= Accidents Never Happen =

Norwegian rock band

Accidents Never Happen (ANH) is a rock band from Oslo, Norway, formed in 2005. After releasing their debut album Oslo Beat in 2006, vocalist and main songwriter Magne Mostue, guitarist Martin Natvig, drummer Christian Løvhaug and guitarist Jesper Jørgensen moved to Liverpool, UK. The band's music was influenced significantly by their two-year stay in the UK. Their second project, Accidents Never Happen, was recorded in The Motor Museum and St Brides church; (The band's rehearsal space) with Simon Cullwick (who allegedly turned down an offer to work on Razorlight's Slipway Fires). "Accidents Never Happen" was a much darker album than Oslo Beat.

Internal differences came to a head by the end of 2008 when the band, despite widespread support, decided to head back to Norway. The following week, Zane Lowe on BBC Radio 1 played an album outtake called "New Year".

An NME live review raved about the band's passionate live performance in their edition of the magazine dated 3 December 2008 (only in the magazine, not on the web): "these ain't in this to be tagged masters of the underground. That's an Accident".
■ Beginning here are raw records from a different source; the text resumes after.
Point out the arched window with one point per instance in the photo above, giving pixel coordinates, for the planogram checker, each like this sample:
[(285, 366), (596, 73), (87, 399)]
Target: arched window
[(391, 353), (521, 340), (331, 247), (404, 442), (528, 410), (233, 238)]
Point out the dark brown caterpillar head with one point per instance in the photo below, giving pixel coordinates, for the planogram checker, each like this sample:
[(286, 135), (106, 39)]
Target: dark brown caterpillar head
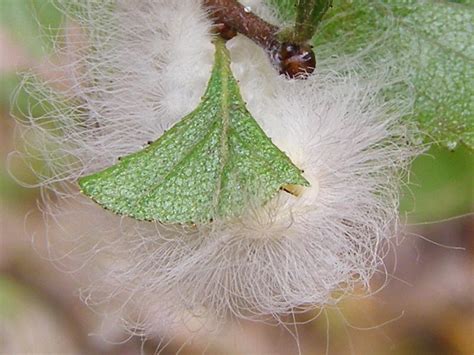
[(225, 31), (295, 60)]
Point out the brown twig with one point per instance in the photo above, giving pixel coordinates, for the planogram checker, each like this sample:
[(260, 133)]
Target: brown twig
[(296, 60)]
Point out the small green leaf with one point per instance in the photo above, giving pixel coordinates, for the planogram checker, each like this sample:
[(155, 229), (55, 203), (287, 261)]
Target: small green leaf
[(209, 165)]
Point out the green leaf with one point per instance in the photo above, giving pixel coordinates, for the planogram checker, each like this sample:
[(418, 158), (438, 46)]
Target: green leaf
[(308, 16), (430, 41), (211, 164)]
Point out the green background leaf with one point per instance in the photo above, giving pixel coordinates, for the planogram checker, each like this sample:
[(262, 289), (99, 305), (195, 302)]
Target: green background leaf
[(212, 163), (431, 41), (32, 22)]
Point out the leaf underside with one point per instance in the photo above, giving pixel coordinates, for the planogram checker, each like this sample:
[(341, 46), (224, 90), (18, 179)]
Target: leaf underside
[(211, 164)]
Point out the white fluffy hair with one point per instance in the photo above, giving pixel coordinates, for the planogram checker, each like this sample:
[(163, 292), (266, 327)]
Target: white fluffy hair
[(135, 69)]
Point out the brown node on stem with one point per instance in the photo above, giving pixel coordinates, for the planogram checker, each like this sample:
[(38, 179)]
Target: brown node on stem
[(225, 31)]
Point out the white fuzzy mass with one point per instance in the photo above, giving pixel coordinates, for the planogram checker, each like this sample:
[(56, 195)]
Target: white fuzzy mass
[(137, 68)]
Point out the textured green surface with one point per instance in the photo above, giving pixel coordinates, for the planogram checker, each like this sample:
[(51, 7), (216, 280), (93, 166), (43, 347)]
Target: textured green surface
[(212, 163), (430, 41)]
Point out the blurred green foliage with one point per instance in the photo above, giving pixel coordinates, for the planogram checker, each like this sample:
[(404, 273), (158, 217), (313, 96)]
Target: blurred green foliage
[(441, 181)]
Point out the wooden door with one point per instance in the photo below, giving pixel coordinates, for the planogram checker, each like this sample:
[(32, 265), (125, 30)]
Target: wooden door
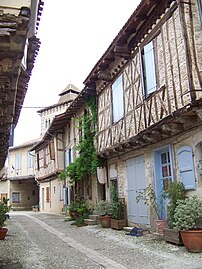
[(136, 181)]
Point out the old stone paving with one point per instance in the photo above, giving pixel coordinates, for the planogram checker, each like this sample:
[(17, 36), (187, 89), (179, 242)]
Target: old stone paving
[(37, 240)]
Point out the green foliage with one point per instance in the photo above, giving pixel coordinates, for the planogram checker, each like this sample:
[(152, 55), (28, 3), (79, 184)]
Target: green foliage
[(117, 206), (79, 210), (174, 192), (103, 208), (4, 209), (87, 162), (148, 195), (188, 214)]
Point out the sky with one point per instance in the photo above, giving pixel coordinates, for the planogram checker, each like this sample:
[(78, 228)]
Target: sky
[(74, 34)]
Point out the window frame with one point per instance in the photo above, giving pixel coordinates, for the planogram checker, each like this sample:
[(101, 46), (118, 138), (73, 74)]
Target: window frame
[(146, 65), (115, 90), (17, 199), (200, 10)]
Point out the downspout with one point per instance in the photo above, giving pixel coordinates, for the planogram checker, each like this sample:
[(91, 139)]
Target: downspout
[(187, 48), (63, 145)]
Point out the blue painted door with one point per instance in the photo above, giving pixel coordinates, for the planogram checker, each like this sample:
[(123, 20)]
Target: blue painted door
[(186, 167), (163, 174), (136, 181)]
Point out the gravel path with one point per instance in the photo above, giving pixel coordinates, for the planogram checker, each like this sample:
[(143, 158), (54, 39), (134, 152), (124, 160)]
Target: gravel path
[(37, 240)]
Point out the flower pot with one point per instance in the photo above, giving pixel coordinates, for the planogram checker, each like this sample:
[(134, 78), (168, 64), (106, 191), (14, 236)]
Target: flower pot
[(105, 221), (118, 224), (173, 236), (160, 225), (192, 240), (3, 232)]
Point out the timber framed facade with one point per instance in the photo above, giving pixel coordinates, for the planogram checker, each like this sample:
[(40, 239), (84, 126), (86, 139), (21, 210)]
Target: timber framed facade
[(149, 91)]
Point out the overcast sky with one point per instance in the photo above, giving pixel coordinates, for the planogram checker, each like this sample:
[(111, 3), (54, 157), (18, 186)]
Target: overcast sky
[(74, 35)]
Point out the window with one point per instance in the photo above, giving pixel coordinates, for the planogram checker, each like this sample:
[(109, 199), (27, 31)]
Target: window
[(47, 194), (52, 150), (69, 132), (200, 10), (117, 99), (44, 157), (186, 167), (148, 69), (18, 161), (15, 197), (61, 191), (30, 160), (37, 158)]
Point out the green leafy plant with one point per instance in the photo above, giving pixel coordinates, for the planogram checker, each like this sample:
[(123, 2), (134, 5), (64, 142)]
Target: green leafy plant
[(117, 206), (174, 192), (188, 214), (79, 210), (148, 195), (86, 164), (4, 209), (103, 208)]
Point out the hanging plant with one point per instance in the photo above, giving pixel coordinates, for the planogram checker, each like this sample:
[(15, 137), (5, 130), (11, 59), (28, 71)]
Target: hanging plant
[(86, 164)]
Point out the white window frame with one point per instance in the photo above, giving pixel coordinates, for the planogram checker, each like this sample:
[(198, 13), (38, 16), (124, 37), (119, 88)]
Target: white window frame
[(15, 197), (117, 99), (148, 69), (30, 159), (18, 158)]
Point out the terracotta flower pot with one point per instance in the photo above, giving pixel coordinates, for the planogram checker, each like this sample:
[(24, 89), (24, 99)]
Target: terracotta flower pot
[(192, 240), (160, 225), (3, 232), (105, 221)]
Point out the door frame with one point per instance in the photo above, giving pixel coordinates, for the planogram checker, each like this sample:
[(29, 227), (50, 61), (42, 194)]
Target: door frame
[(158, 186)]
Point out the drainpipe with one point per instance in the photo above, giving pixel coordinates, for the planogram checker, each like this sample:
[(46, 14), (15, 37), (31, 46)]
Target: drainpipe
[(65, 186)]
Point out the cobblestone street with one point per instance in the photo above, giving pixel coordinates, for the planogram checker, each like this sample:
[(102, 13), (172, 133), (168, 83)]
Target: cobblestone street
[(37, 240)]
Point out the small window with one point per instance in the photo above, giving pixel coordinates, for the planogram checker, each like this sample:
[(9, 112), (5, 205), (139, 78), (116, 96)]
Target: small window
[(44, 157), (52, 150), (30, 159), (117, 99), (15, 197), (61, 191), (148, 69), (18, 161), (186, 167), (47, 194), (200, 10), (37, 159)]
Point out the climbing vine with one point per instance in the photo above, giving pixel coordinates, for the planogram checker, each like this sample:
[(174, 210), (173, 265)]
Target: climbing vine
[(86, 164)]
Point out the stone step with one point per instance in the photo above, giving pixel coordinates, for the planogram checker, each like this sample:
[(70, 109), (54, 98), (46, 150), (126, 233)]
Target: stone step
[(90, 222)]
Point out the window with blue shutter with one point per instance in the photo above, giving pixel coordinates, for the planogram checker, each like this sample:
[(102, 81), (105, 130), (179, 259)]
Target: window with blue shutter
[(186, 167), (117, 99)]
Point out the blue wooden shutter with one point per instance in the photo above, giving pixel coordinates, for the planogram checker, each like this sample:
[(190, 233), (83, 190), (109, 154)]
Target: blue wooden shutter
[(186, 167)]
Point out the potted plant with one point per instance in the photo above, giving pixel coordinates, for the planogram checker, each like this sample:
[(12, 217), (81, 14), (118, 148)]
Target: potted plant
[(104, 211), (35, 208), (4, 209), (174, 193), (78, 211), (117, 211), (148, 195), (188, 219)]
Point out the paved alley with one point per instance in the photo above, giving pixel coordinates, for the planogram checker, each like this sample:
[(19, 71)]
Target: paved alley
[(45, 241)]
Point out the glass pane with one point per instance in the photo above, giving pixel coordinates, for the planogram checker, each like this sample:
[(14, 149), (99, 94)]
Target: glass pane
[(149, 64), (164, 171), (163, 158)]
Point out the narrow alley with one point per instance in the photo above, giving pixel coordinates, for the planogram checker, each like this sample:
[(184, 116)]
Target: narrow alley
[(46, 241)]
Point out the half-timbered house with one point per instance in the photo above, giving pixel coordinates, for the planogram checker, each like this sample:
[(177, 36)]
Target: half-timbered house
[(149, 91), (19, 21)]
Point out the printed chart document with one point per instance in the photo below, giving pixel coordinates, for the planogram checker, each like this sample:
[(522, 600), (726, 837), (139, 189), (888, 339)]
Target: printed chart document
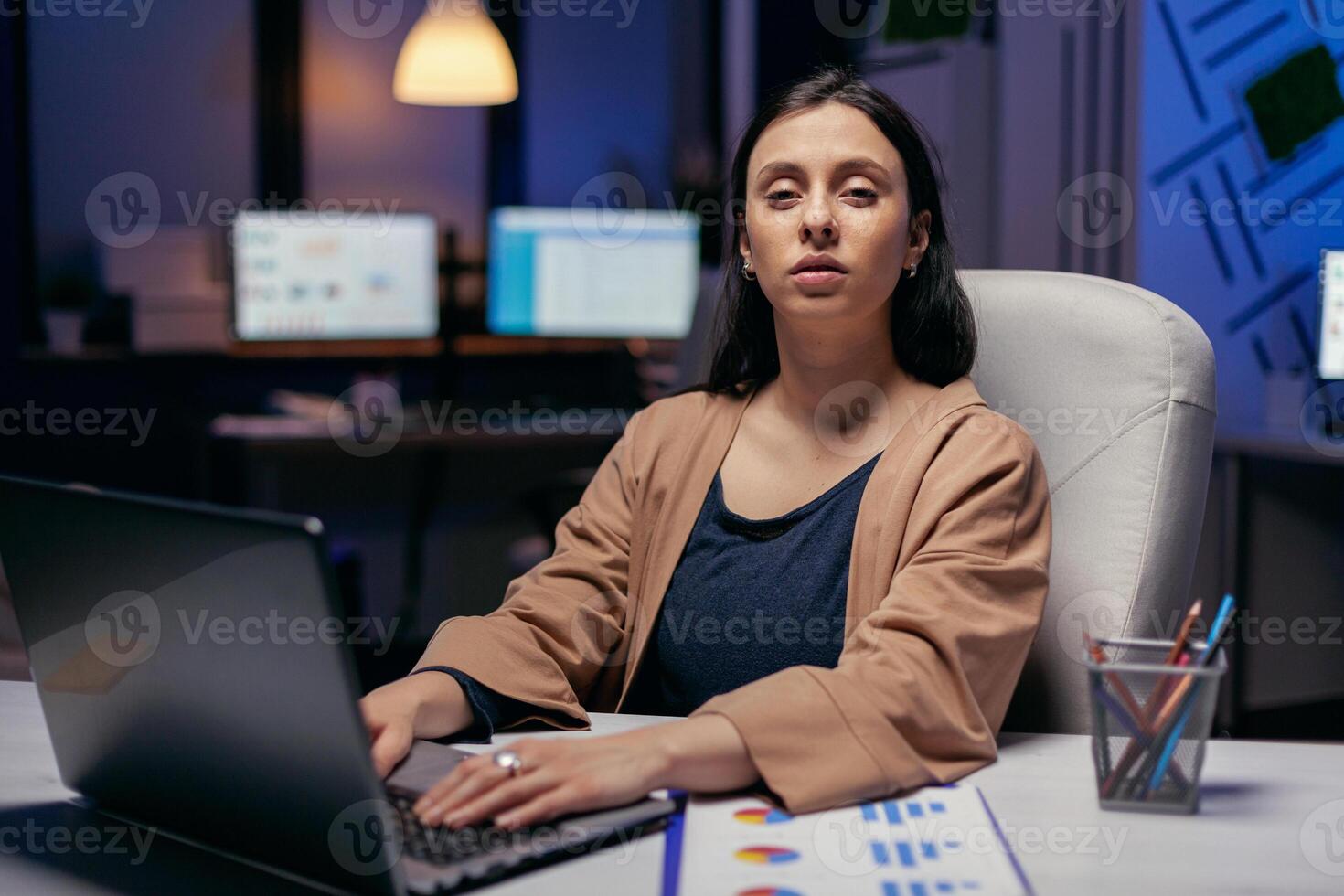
[(940, 840)]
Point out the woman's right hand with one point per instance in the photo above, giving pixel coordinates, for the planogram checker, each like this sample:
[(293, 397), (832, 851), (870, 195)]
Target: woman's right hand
[(429, 704)]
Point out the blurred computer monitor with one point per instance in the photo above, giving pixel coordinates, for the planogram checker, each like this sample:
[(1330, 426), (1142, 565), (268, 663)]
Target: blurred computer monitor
[(1331, 361), (322, 278), (593, 272)]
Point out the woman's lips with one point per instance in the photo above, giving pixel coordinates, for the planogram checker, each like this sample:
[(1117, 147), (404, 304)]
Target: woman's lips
[(816, 275)]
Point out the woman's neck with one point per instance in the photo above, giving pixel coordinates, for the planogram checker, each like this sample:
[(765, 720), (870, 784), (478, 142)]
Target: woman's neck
[(817, 366)]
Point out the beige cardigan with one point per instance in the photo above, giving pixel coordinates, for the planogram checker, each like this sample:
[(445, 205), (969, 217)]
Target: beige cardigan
[(946, 589)]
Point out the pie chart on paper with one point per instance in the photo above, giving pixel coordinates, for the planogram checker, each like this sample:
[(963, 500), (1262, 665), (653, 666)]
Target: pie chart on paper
[(766, 855), (761, 816)]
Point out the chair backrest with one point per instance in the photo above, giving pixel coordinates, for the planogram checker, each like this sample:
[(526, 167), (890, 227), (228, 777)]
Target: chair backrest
[(1115, 386)]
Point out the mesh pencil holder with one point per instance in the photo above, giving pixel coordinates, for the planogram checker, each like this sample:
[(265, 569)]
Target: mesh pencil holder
[(1151, 721)]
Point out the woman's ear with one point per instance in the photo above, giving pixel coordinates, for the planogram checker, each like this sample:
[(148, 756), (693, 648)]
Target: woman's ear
[(920, 226)]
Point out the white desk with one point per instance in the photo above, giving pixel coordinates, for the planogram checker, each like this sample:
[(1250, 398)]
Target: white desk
[(1247, 837)]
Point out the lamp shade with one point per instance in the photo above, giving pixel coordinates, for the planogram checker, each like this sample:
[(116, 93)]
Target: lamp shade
[(454, 57)]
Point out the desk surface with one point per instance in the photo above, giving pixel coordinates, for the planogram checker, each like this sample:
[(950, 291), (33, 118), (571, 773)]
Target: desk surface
[(1269, 810)]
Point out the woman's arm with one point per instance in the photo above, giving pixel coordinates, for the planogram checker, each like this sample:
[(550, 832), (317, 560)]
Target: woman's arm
[(705, 753), (925, 678), (560, 626)]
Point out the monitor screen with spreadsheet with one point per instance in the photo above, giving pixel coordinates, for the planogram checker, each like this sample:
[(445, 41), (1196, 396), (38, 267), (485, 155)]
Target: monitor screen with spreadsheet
[(325, 275), (1331, 361), (593, 272)]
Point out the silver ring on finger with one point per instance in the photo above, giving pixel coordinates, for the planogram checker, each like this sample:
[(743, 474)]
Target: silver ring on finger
[(508, 759)]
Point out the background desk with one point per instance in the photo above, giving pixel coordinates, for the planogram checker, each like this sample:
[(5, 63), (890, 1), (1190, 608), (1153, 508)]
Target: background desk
[(1247, 837)]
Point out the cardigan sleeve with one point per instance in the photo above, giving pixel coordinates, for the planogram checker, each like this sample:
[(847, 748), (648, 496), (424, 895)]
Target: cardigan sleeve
[(560, 623), (489, 709), (923, 680)]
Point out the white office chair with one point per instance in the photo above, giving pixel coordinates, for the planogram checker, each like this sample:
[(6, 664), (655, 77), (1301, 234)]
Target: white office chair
[(1115, 386)]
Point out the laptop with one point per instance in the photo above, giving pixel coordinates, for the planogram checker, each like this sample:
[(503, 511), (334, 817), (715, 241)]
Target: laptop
[(195, 675)]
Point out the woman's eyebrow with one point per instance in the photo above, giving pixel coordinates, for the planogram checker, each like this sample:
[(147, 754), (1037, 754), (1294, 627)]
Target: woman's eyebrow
[(848, 165)]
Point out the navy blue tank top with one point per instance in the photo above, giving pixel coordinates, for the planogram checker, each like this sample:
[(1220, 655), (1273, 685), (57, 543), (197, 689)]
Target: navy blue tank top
[(748, 598), (754, 597)]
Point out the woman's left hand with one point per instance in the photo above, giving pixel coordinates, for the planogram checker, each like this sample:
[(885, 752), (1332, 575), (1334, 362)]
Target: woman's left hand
[(558, 776)]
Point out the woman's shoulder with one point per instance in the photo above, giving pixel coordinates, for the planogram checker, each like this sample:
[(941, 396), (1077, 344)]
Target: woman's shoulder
[(963, 427), (683, 412)]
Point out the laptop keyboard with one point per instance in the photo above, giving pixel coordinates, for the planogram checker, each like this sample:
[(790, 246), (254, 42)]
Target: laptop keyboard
[(441, 845)]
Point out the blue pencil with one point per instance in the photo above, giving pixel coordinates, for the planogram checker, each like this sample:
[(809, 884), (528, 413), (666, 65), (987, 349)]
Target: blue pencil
[(1221, 621)]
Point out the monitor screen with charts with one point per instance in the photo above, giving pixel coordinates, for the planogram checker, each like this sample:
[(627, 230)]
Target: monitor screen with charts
[(325, 275), (1331, 363), (593, 272)]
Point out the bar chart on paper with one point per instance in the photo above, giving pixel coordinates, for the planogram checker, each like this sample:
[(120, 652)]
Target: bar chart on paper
[(940, 840)]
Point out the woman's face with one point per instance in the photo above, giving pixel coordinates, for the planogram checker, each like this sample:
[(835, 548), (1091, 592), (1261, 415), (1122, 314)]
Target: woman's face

Accidents Never Happen was released in May 2009 on Deadletter records, and was named the sixth-best Norwegian album of the year by Harald Fossberg of Aftenposten. The band played their last show before going on hiatus at Parkteateret in Oslo on 28 August 2009. The members have since then been in bands such as Team Me, Heyerdahl and Spielbergs.

During its tenure, the band played with acts such as Die! Die! Die!, The Wombats, Asobi Seksu, Caribou, Wave Machines, William, Yeasayer, Johnny Foreigner and The Mae Shi, and played at festivals such as The Great Escape festival, Liverpool Music Week, Liverpool Sound City, Manchester Sound City, Øya festivalen, Storås festivalen, Slottsfjell festivalen, Phonofestivalen and Pstereofestivalen. Accidents Never Happen played their last show in Oslo fall 2009.

April 2023 the band entered the same room and jamed for the first time since 2009.